Mesela ben sinirlendiğimde nerelerde hata yaptığımı, neleri yapmamam gerektiğini gayet iyi biliyorum. Kendime dönüp baktığımda bir sürü eksiklikleri görmekte, bunları kendi çocuklarımla olan ilişkilerimde izlemekteyim. Evet, biryandan günlük hayat içinde koşturup çevremdeki herkese yapmaları gerekenleri dikte ederken, diğer yandan niye mükemmele erişilemiyor diye saçımı başımı yoluyorum ve tamam, sakin enerjiye odaklanmam lazım. Fakat  gel gelelim bunu ne kadar değiştirebiliyorum?

İşin matematiği, olması gerekeni belli oysaki benim kişiliğim, hayata bakışım, birkimim, yaşanmışlıklarımdan getirdiklerim de belli. Bu titreşme durumu bir bakıyorum ki çevremdeki herkesi germiş, durup kendi kafamda yarattığım kameradan ailemi izlediğimde Laurel ve Hardy filminin sesli ve hatta zaman zaman gürültülü versiyonunu izliyor gibi oluyorum.

Bir de  insanların aynı evi paylaştıklarında birbirlerini ayna gibi yansıtma durumu var. Nasıl ki çok mutsuz bir arkadaşın bile yanında durulduğunda bakılır ki enerji düşmüş, beklentiler tabanda, aynısı. Bu işin doğal ve değiştirilemez yanı. Yani herbirimiz birbirimizi olumlu ve olumsuz etkiliyoruz. Aile hayatında sonuçlarına bir de vicdan rahatsızlığı çekerek katlanmak zorunda kalıyoruz. Sevmediğimiz bir insanı hayatımızdan çıkartırız ama anne evlat karı koca ilişkisinde olayı bu kadar basite indirgemek imkansız. Olaya davranış tarzınızı kopyalayan çocukları eklediğimizde belki de kontrolü kaybettiğimiz bir teknede, fırtınanın ortasında kalmış duygusu yaşıyoruz yani en azından ben öyle hissediyorum.Çünkü kontrol elden çıkıyor, güzelliklerin içine uykusuzluktan, yorgunluk ve zaman zaman gelip çöreklenen BEN duygusundan dolayı siyahlıklar giriyor.

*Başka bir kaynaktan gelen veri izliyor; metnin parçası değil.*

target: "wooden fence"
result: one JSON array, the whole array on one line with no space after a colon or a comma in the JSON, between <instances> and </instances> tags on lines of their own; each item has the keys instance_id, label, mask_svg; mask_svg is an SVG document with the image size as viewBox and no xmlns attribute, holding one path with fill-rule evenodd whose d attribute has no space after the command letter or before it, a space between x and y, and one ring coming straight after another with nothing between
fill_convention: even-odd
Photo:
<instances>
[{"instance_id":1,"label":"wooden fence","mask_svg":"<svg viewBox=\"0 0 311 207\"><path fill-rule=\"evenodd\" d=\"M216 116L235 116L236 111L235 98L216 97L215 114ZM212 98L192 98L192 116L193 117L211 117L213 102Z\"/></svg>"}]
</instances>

İki çocuğa bölünmek, iki ayrı yaşın ve kişiliğin ihtiyaçlarını karşılamak, onların birbirleriyle olan kavgalarını seyrederken o kaosdan sıkılmak ama severlerken öperlerken mest olmak…Kendi içinde bile korkunç çelişkili, iniş çıkışlı bir ilişki değil de nedir? Aşk ve bunaltı arasında gidip gelen bir sarkaç .

İkinci çocuğumu yapmadan önce “Aralarında sekiz yaş var artık abla elden çıkmış olacak” düşüncesi yerleşmişti kafama. Zaten dışardan gelen olumlamalar da o yöndeydi  ta ki olayı tecrübe edene kadar.

Şimdi bunu söyleyenin yüzüne çarpmak geliyor içimden. Sanki dokuz yaşında bir çocuğun annesi ve babasıyla geçirmek için zamana ihtiyacı yok, oyun oynamıyor, eve ödev getirip, bazı konularda takılmıyor, oynayacağı arkadaşları ile arasında hiçbir sorun yaşamıyor, o orada öyle bitki gibi yaşayıp gidiyor. Öyle mi? Belki bunu yıllardır uygulayabilen ve bu yolla mutluluğu yakalayabilmiş anneler için öyle ama benim için değil. Neden? Mükemmel olmak uğruna, doğru olanın o olması gerektiği düşüncesi yerleştiği için çocuklar kendi kendilerine televizyon seyrederken iş yapıyorsam içim içimi kemirdiği için.

Birden fazla çocuk dendi mi bir, karşılıklı bire bir yaşanan ilişki var ve bu çok önemli, bir de çocukların birbirleriyle olan diyaloğunu dengelemek gerekiyor ki bu da çok gerekli. Çünkü ortada ne olursa olsun sürekli gözlemlenmek istenen, korunması gerekli olan ve küçük bir çocuğa emanet edilemeyecek, zaman zaman ebevynleri bile imdat dedirttirecek bir sorumluluk duygusu var. İşin gerçek hayatta yaşanan ve hep bir suçluluk duygusuyla konuşulmayan versiyonunda küçük olan sürekli hastalıkla, hayatı yeni deneyimleyerek, beslenmesi ve rutiniyle bütün enerjiyi kendine çekiyor, bunu söke söke alıyor ve büyüğe kalan genelde koskoca bir boşluk oluyor. Es verildiğinde ebeveynler olarak bizler dinlenme hakkımızı kullanmak zorunda olduğumuz için bu böyle.

Bu kadar olması gereken ve bilinen… Yanında eşantiyon olarak, hayatın getirdiği ve formüle edilmiş olsa bile uygulanamayanlar…Ve bunun sonucu dedemin hep babama söylediği bir lafmış bu; “Senin çocuğun senden sonra bir gömlek atabilir, daha fazlasını değil!”  Doğru mu?